In the installation entitled “Smell Me” at Envoy Enterprises on the Lower East Side of Manhattan, which ran for one month in 2012, visitors were invited to walk into a specially constructed scent chamber that dispensed Wawrzyniak’s four “perfumes.” In place of a visual self-portrait, as the installation’s name spells out, there was an olfactory one. Outside of the scent chamber, visitors were invited to buy the actual extracted Wawrzyniak essences displayed in chemistry vials, essences she reminds me are parts of her body that contain her DNA. (These cost thousands of dollars.)

“I wanted to create a self-portrait that was completely stripped of the visual prejudice that we usually associate with judging a person,” Wawrzyniak has said, “or judging a woman specifically.” In place of the visual self-portrait, Wawrzyniak added a dimension that
has largely had no place in the art world: the sense of smell.
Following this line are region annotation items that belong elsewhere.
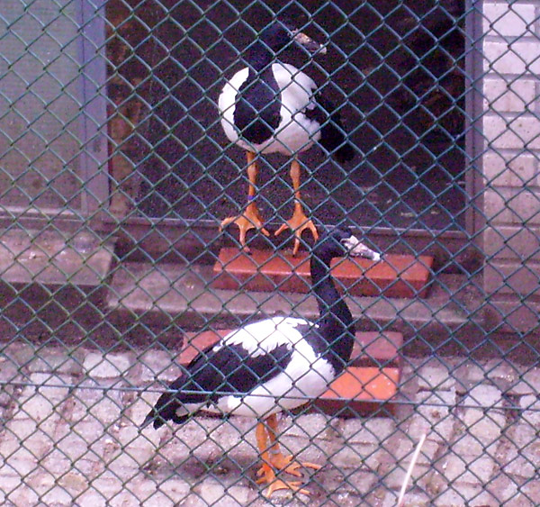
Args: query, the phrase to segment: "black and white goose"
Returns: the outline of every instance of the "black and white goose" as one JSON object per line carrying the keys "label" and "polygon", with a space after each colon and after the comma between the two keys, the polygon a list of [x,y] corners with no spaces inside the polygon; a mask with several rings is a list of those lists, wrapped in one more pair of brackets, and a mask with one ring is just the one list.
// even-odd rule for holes
{"label": "black and white goose", "polygon": [[317,93],[315,82],[295,67],[276,59],[292,41],[311,52],[325,50],[304,33],[274,22],[248,49],[245,58],[248,67],[232,77],[219,99],[225,134],[231,142],[247,150],[249,178],[248,205],[239,216],[223,220],[221,229],[235,223],[239,229],[240,244],[248,251],[248,231],[256,228],[269,235],[255,204],[258,154],[282,153],[293,158],[291,179],[294,212],[291,220],[275,231],[276,236],[288,228],[293,231],[293,255],[298,252],[304,230],[310,231],[316,240],[319,237],[302,204],[299,153],[319,143],[339,162],[351,160],[355,155],[353,147],[346,142],[339,113]]}
{"label": "black and white goose", "polygon": [[276,478],[280,470],[301,476],[301,466],[320,466],[301,465],[281,453],[275,414],[322,394],[350,358],[353,317],[330,276],[332,258],[346,255],[373,260],[381,258],[347,231],[334,229],[326,233],[310,257],[319,319],[310,322],[296,317],[274,317],[230,333],[190,363],[159,397],[142,427],[153,422],[158,429],[166,421],[182,424],[201,410],[256,418],[256,441],[263,462],[258,482],[268,485],[266,495],[278,489],[307,493],[297,481]]}

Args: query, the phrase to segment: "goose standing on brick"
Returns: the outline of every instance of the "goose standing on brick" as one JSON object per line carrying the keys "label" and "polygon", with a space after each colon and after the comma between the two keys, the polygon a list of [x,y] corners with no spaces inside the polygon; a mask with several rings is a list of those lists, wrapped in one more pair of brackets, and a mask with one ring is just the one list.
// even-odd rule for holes
{"label": "goose standing on brick", "polygon": [[239,229],[240,244],[247,251],[249,251],[246,246],[248,231],[256,228],[269,235],[255,203],[258,154],[282,153],[292,157],[294,212],[275,235],[288,228],[293,231],[293,255],[298,252],[304,230],[309,230],[315,240],[319,237],[302,204],[299,153],[319,143],[339,162],[351,160],[355,155],[346,141],[339,113],[316,92],[315,82],[295,67],[277,61],[278,53],[292,41],[310,52],[325,52],[322,46],[304,33],[274,22],[247,50],[248,67],[232,77],[219,99],[225,134],[247,151],[249,179],[248,205],[239,216],[223,220],[221,229],[235,223]]}
{"label": "goose standing on brick", "polygon": [[267,496],[279,489],[307,493],[300,482],[276,478],[279,471],[302,476],[302,466],[320,466],[281,453],[275,414],[320,396],[350,359],[353,317],[330,276],[332,258],[346,255],[381,258],[348,231],[335,229],[323,235],[310,258],[317,321],[274,317],[232,331],[199,353],[159,397],[142,428],[153,422],[158,429],[166,421],[183,424],[200,410],[256,418],[262,457],[257,482],[268,485]]}

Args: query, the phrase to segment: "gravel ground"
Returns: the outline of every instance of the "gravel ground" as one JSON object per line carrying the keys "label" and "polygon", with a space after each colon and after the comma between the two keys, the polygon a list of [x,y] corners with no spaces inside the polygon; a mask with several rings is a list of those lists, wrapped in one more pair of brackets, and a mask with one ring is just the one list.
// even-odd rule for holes
{"label": "gravel ground", "polygon": [[256,484],[255,421],[197,417],[139,431],[164,350],[101,353],[12,342],[0,355],[3,505],[396,504],[416,442],[428,439],[405,505],[540,504],[536,368],[459,358],[405,359],[392,417],[281,420],[282,445],[323,467],[310,492]]}

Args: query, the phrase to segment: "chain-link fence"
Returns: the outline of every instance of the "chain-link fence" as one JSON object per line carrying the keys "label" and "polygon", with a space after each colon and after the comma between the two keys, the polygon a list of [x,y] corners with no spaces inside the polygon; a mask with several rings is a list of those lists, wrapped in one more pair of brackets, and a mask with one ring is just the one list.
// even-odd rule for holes
{"label": "chain-link fence", "polygon": [[[2,503],[394,505],[405,484],[406,505],[539,504],[539,13],[4,0]],[[284,48],[265,32],[275,20]],[[261,153],[268,139],[303,141]],[[338,261],[339,294],[314,296],[318,232],[293,256],[292,232],[274,235],[291,216],[382,260]],[[342,303],[350,359],[332,346],[352,332]],[[215,346],[270,318],[272,333]],[[320,330],[299,341],[299,319]],[[181,374],[166,408],[182,424],[142,429]],[[260,385],[249,400],[266,408],[229,415]],[[308,465],[282,470],[274,437]]]}

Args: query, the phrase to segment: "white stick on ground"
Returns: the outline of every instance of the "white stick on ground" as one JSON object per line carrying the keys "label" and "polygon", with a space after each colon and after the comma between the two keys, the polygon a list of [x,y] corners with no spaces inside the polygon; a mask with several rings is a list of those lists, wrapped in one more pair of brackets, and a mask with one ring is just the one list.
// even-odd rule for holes
{"label": "white stick on ground", "polygon": [[414,469],[414,466],[420,455],[420,449],[424,445],[424,441],[426,440],[426,437],[428,435],[424,433],[417,444],[417,448],[414,449],[414,454],[412,455],[412,459],[410,460],[410,464],[409,465],[409,469],[407,470],[407,474],[405,475],[405,478],[403,479],[403,484],[401,484],[401,491],[400,492],[400,496],[398,498],[398,503],[396,507],[402,507],[403,505],[403,498],[405,497],[405,492],[407,491],[407,485],[409,484],[409,481],[410,479],[410,475],[412,475],[412,470]]}

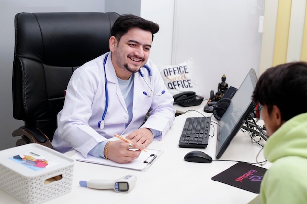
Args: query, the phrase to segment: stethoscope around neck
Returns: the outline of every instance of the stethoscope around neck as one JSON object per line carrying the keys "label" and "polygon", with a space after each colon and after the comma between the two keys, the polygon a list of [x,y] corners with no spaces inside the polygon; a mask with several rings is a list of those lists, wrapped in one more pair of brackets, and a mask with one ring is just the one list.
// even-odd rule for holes
{"label": "stethoscope around neck", "polygon": [[[108,110],[108,106],[109,105],[109,94],[108,93],[108,88],[106,83],[106,74],[105,73],[105,64],[106,63],[106,60],[107,60],[109,54],[109,53],[106,54],[106,55],[105,55],[105,57],[104,58],[104,61],[103,61],[103,69],[104,69],[104,87],[105,87],[105,107],[104,108],[103,114],[102,115],[102,119],[101,120],[98,121],[98,123],[97,124],[97,126],[99,128],[100,128],[101,130],[102,130],[104,128],[104,118],[105,118],[105,115],[106,114],[106,112]],[[145,79],[144,78],[144,74],[142,73],[142,71],[141,71],[141,69],[140,69],[138,72],[140,75],[144,80],[144,81],[145,82],[145,83],[146,84],[149,89],[150,89],[150,93],[149,94],[149,95],[148,95],[147,93],[146,93],[146,92],[143,91],[143,94],[148,97],[152,96],[152,93],[158,96],[163,94],[165,92],[165,90],[162,91],[161,93],[159,94],[156,94],[154,91],[154,90],[153,90],[153,89],[152,89],[152,72],[151,71],[149,68],[147,67],[147,66],[144,65],[143,67],[147,70],[147,71],[148,72],[150,81],[150,85],[148,84],[146,80],[145,80]]]}

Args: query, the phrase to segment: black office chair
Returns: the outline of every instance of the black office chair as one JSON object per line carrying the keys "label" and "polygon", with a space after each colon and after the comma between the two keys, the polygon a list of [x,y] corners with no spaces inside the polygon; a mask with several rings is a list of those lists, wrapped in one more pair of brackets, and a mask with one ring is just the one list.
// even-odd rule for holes
{"label": "black office chair", "polygon": [[15,17],[13,67],[16,146],[37,143],[53,148],[71,75],[84,63],[109,51],[114,12],[20,13]]}

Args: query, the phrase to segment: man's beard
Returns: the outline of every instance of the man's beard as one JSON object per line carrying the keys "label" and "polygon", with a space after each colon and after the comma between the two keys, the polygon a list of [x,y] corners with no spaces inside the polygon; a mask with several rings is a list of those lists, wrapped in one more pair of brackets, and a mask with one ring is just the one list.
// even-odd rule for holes
{"label": "man's beard", "polygon": [[125,69],[126,70],[128,71],[128,72],[129,72],[130,73],[136,73],[138,71],[139,71],[138,70],[132,70],[132,69],[130,68],[128,66],[128,64],[127,64],[127,63],[124,64],[124,68],[125,68]]}

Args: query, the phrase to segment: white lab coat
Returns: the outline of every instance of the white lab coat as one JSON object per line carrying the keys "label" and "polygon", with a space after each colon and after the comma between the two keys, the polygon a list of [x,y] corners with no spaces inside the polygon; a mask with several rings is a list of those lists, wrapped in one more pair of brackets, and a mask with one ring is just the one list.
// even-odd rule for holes
{"label": "white lab coat", "polygon": [[[108,107],[105,126],[101,130],[98,126],[105,107],[105,73],[103,55],[85,64],[76,69],[71,77],[66,91],[63,109],[58,114],[58,128],[52,142],[54,149],[64,152],[71,148],[86,157],[88,152],[99,142],[114,136],[115,133],[124,134],[142,127],[162,132],[155,139],[160,139],[173,125],[175,109],[172,95],[167,90],[158,68],[151,60],[146,65],[152,72],[152,89],[157,94],[163,90],[161,96],[149,94],[150,89],[139,73],[134,74],[133,118],[125,128],[129,119],[125,101],[121,91],[110,53],[105,64],[108,92]],[[141,68],[144,79],[149,85],[148,72]],[[150,110],[150,117],[143,124],[144,117]]]}

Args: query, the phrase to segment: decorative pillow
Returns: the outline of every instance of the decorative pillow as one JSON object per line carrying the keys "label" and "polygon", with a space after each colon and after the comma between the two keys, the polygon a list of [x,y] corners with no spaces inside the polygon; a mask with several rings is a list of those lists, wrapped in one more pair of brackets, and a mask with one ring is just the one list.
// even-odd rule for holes
{"label": "decorative pillow", "polygon": [[165,86],[173,95],[191,91],[202,96],[195,78],[192,58],[178,65],[161,66],[159,68]]}

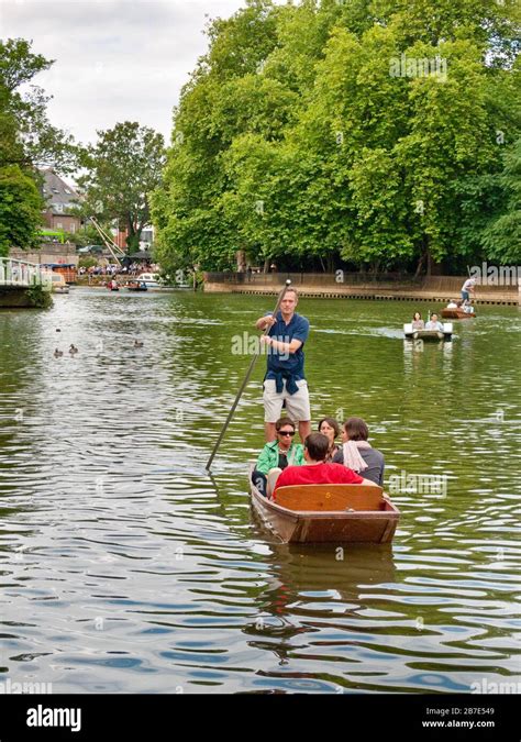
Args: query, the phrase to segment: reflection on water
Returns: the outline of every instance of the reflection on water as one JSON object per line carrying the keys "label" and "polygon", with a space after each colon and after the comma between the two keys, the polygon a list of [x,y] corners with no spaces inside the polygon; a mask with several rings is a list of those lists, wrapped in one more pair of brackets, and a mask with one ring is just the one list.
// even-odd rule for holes
{"label": "reflection on water", "polygon": [[[270,298],[73,291],[0,313],[0,679],[54,693],[470,691],[519,674],[519,323],[404,343],[399,302],[302,300],[313,419],[368,420],[391,546],[276,543],[252,518]],[[59,332],[57,332],[59,330]],[[134,340],[144,341],[134,348]],[[79,353],[54,358],[56,346]]]}

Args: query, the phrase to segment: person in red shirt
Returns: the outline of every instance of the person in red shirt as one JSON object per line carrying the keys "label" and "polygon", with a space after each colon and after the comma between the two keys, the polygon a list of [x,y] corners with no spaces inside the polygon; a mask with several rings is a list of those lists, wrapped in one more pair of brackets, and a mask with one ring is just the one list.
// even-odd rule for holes
{"label": "person in red shirt", "polygon": [[279,487],[290,485],[369,485],[374,481],[364,479],[359,474],[343,464],[326,464],[325,457],[330,447],[329,439],[322,433],[311,433],[304,443],[304,466],[288,466],[277,479],[273,499],[277,499]]}

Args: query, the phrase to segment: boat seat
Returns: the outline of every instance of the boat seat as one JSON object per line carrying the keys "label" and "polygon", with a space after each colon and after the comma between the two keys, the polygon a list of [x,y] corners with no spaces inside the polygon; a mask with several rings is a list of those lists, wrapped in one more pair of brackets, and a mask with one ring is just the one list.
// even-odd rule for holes
{"label": "boat seat", "polygon": [[384,490],[370,485],[292,485],[279,487],[275,502],[295,511],[383,510]]}

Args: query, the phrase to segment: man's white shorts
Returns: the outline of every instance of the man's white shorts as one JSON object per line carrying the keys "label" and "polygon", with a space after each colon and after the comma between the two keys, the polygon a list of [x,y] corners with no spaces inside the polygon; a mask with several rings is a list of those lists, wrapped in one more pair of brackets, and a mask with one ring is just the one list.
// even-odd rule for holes
{"label": "man's white shorts", "polygon": [[284,381],[284,389],[278,395],[275,379],[265,380],[263,395],[265,422],[277,422],[282,417],[284,400],[286,400],[286,413],[290,420],[293,422],[308,422],[311,420],[308,381],[301,379],[297,381],[297,386],[299,390],[295,395],[290,395],[286,390],[286,381]]}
She didn’t want the smell to be about perfume, but rather the body itself, stripped of all perfumes, “like becoming more naked than naked,” she told me. “I was a little nervous at first at how absolutely exposing this was … it’s the ultimate level of exposure, the next level of a nude portrait.”

In
Ways of Seeing
(1972), art critic John Berger says of the history of Western art that “according to usage and conventions which are at last being questioned but by no means have been overcome—men act and women appear. Men look at women. Women watch themselves being looked at.” In
Visual Pleasure and Narrative Cinema
(1975), film theorist Laura Mulvey extends this critique by theorizing about gendered looking in cinema. In her enormously influential essay, she famously coined the term “the male gaze” to describe the way in which classical Hollywood cinema constructs its viewer—whether male or female—as a heterosexual male, by creating the female object on film as an erotic object to be visually objectified and consumed.

Although Wawrzyniak felt more exposed by revealing herself in a self-portrait through smell, “Smell Me” actually subverts centuries of the kinds of male/female power dynamics in the history of the visual arts described by Berger and Mulvey, and it subverts those dynamics in a couple of powerful ways. Unlike her other art pieces in which her body—and things that are done to it—are visually front and center, in “Smell Me,” Wawrzyniak removes herself as a visual object, subverting the dictum that “men act and women appear.” (Wawrzyniak is, of course, already challenging that dictum by acting or creating, that is—being an artist herself.) And because of the physiology of smell, it is the visitor to the scent chamber of “Smell Me” who becomes the object, in a sense, of Wawrzyniak’s odors, passively penetrated—with all of the sexual and political connotations that verb carries—by her olfactory self-portrait rather than a subject voyeuristically gazing upon her as an object. To echo perfumer Christophe Laudamiel, her scent “goes inside” the gallery visitor.